Fluorescence spectroscopy capabilities utilizes both continuous wave (xenon lamp or solid-state lasers) or pulsed light source (Nd-YAG laser-pumped MOPO laser) light sources for measurements from UV (220 nm) up to near infrared (~ 1700 nm). These systems are integrated with flow through liquid cells, sample heating, liquid sample stirring and polarization control on both excitation and emission. The spectrometer offers efficient measurement—samples down to liquid helium temperature—while an integrated invert microscope allows measurement of solid samples with spatial resolution down to a few microns. The latter can provide sample analysis down to liquid helium temperature. All the temperature adjustment and polarization control are also available on the pulsed laser-induced time-resolved nanosecond fluorescence spectrometer. All fluorescence spectrometers can measure solid, liquid, solution suspension, and even gas samples. The suite of fluorescence instruments is designed to study humic substances in nature, complex reaction dynamics, such as enzymatic reactions, protein-protein interactions, aromatic hydrocarbon, and their adsorption on soils and sediments, and interfacial electron transfer processes.

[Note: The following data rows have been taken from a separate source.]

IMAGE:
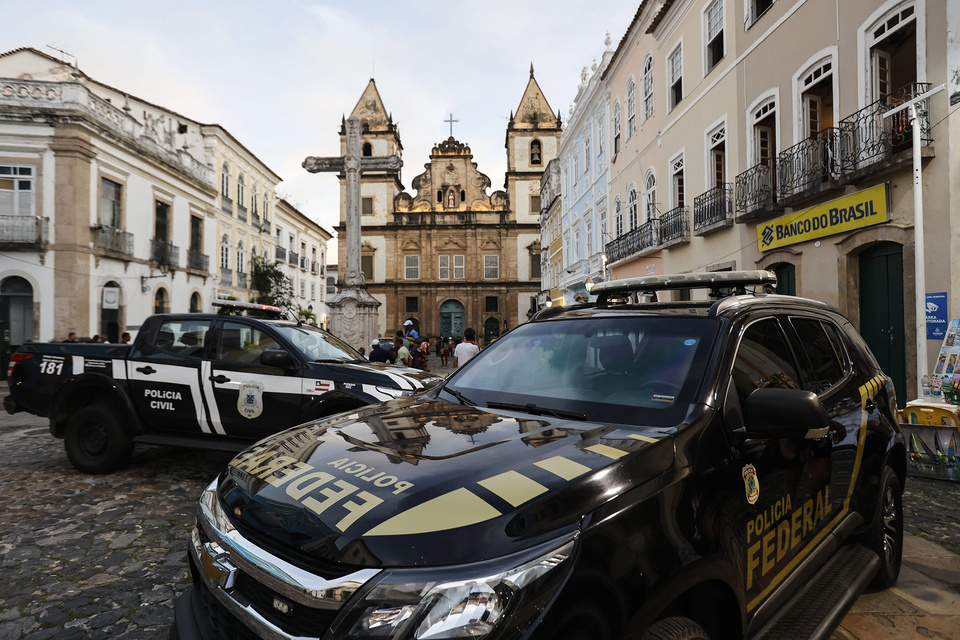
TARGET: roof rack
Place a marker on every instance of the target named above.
(236, 308)
(625, 290)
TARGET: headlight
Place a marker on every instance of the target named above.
(408, 604)
(394, 392)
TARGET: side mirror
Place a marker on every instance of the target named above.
(790, 414)
(277, 358)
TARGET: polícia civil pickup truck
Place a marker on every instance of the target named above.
(216, 381)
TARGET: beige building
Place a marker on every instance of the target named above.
(753, 135)
(453, 255)
(301, 247)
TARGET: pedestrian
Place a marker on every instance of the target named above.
(379, 354)
(403, 354)
(467, 349)
(444, 351)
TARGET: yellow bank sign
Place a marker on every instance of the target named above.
(860, 209)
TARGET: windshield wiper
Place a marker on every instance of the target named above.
(459, 396)
(532, 408)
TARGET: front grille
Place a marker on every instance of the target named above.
(303, 621)
(223, 625)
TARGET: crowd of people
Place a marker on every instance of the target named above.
(408, 349)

- Fluorescence Spectroscopy supports the Terrestrial-Atmospheric Processes Integrated Research Platform by helping to understand complex nutrient dynamics, identify protein-protein reactions, and interactions between humic substances and other biomolecules within the soil matrix.
- The Biogeochemical Transformations Integrated Research Platform is assisted by fluorescence spectroscopy in the investigation of how nutrients, contaminants, aerosols, and other chemical compounds move and change in the environment. Fluorescence Spectroscopy enables researchers to gain new insights into the physiochemical effects of nutrient cycling in the environment, the interactions between metabolic pathways, and the dynamics of microbial communities and contaminants, such as aromatic hydrocarbons in spilled oil interaction with soil and sediment.
- The Rhizosphere Function Integrated Research Platform utilizes fluorescence spectroscopy to characterize and model plant phenotypes at the molecular to organismal scale. For fluorescent metal ions and organic molecule, their uptake and transport can be tracked in real-time using the microscope-based spectrometer system. By investigating interactions at the molecular level, we are better able to understand, predict, and control plant traits at the plant-system scale.
- A Horiba Fluorolog III spectrometer with NIR attachment.
- A Nd-YAG laser pumped MOPO laser time-resolved fluorescence spectrometer is integrated with an inverted Nikon TE2000 optical microscope.
- Technical specifications:
- laser wavelength: 220 nm – 1800 nm
- detector response: 440 nm-900 nm
- time resolution: 5 ns
- temperature range: 4.2 – 298 K
- Technical specifications:
Tips for Success
- Fluorescence spectroscopy is a technique based on Beer’s Law, so sample concentration is critical to obtaining good fluorescence data. Fluorescence intensity is directly proportional to the excitation light and is linear when the sample absorbance is less than 0.05 AU in a 1 cm pathlength cell. If a sample is too concentrated, the emission light can be reabsorbed by the fluorophore attenuating the fluorescence signal at shorter wavelengths, resulting in apparent red shift emission. Excitation light may also not fully penetrate the full width of a highly concentrated sample, which will also lead to decreased fluorescence intensities. If solutions cannot be diluted, shorter pathlength or triangular cells can be used.
- The fluorescence signal is proportional to the excitation light intensity and the slit sizes. This results in larger slits at higher intensity but also degrades the spectral resolution. Both the excitation and emission bandwidths should be varied to optimize a sample’s fluorescence signal and balance sensitivity and resolution needs.
- For samples of weak fluorescence, increasing photomultiplier tube voltage will increase the signal level. However, care should be taken not to raise the photomultiplier tube voltage to above the specified voltage limit.
- Scattered light can interfere with the fluorescence signal, particularly at shorter wavelengths. One way to know if the signal is due to scattered light is by changing the excitation wavelength. Scattered light tends to move along with the excitation wavelength while fluorescence spectra mostly not.